What has driven performance in 3QFY09?
  • One look at the table given below and it becomes clear that the 53% drop in domestic motorcycles volumes has hurt the company’s volume performance badly during the quarter. For one, the macroeconomic environment continued to deteriorate during the quarter and secondly, the company lost market share to industry leader Hero Honda. The 44% growth in motorcycle exports however helped stem the rot to a certain extent and reduced the overall volume damage to 31% during the quarter. The growth in motorcycle exports could be attributed to the company’s focus on developing select African markets. Similar story was repeated in the 3-wheeler segment as well with domestic sales plunging 23% YoY and exports sales improving 31% YoY during the quarter. As far as the near term domestic outlook for the company is concerned, worst seems to be behind it as an improvement in economic environment and the launch of as many as six new models in the motorcycles space could help maintain sales momentum.

    Sales break-up…
    Domestic 3QFY08 3QFY09 % change 9mFY08 9mFY09 % change
    Motorcycles 517,920 246,069 -52.5% 1,301,955 1,026,800 -21.1%
    Scooter/scooterette 4,189 2,552 -39.1% 18,092 8,373 -53.7%
    3 Wheelers 38,765 29,894 -22.9% 118,489 97,832 -17.4%
    Total 560,874 278,515 -50.3% 1,438,536 1,133,005 -21.2%
    Exports            
    Motorcycles 116,396 167,970 44.3% 357,919 507,349 41.7%
    Scooter/scooterette 211 520 146.4% 217 1,664 666.8%
    3 Wheelers 35,654 46,743 31.1% 102,147 111,867 9.5%
    Total 152,261 215,233 41.4% 460,283 620,880 34.9%
    Grand total 713,135 493,748 -30.8% 1,898,819 1,753,885 -7.6%

  • There was something to cheer for the company on the operating margin front. Although lower by 0.2% on a YoY basis, it represents a strong improvement from a QoQ perspective, indicating that lower commodity prices are finally finding their way into the company’s cost structure. Furthermore, an improved product mix and an intense vendor rationalization drive also helped the company maintain robust margins.
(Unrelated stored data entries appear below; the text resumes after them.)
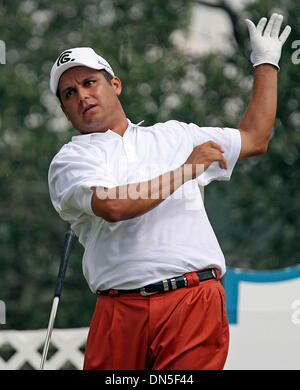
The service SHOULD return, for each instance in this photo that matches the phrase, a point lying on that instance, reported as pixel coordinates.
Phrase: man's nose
(82, 95)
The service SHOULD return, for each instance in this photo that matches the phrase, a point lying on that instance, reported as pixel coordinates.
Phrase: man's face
(90, 102)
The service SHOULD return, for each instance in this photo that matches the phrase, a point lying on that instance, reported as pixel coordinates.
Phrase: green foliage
(255, 216)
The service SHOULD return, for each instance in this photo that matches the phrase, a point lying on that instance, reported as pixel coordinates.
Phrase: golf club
(69, 236)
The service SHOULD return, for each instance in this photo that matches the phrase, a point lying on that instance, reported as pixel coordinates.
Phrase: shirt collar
(108, 134)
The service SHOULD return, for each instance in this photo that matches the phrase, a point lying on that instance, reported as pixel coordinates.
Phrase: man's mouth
(87, 108)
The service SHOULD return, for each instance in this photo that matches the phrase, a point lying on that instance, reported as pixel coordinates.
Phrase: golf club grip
(69, 236)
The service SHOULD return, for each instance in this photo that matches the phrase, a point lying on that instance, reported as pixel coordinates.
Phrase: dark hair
(105, 73)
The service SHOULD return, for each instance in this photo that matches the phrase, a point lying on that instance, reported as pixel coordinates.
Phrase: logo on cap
(64, 57)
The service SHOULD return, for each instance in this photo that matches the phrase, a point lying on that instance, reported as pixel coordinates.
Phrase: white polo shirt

Had it not been for the jump in other expenses, operating margins might have looked even better.

    Cost break-up…
    (Rs m) 3QFY08 3QFY09 Change 9mFY08 9mFY09 Change
    Raw materials 18,637 15,214 -18.4% 50,963 51,683 1.4%
    % sales 74.5% 72.3%   73.1% 74.6%  
    Staff cost 846 762 -10.0% 2,553 2,597 1.7%
    % sales 3.4% 3.6%   3.7% 3.7%  
    Other expenditure 1,860 1,997 7.4% 5,881 5,824 -1.0%
    % sales 7.4% 9.5%   8.4% 8.4%  

  • Post the restructuring, the company was stripped of most of its cash and liquid investments and this explains the near fivefold jump in interest expenses as it may have had to resort to external borrowing to tide over seasonal fluctuations. This and higher extraordinary expenses on account of VRS payments outflow have further shaved off a few percentage points from the company’s profitability, resulting in a 23% drop in bottomline during the quarter on a YoY basis.

What to expect?
    At the current price of Rs 474, the stock is trading at a multiple of 4.2 times our estimated FY11 cash flow per share. The sudden and the steep fall in the company’s domestic motorcycles volume during the third quarter has put a question mark over its ability to meet our FY09 projections. While operating margins have come in as per our expectations, we will have to revise the topline number downwards. Having said that, the stock still remains an attractive bet from a medium to long term perspective.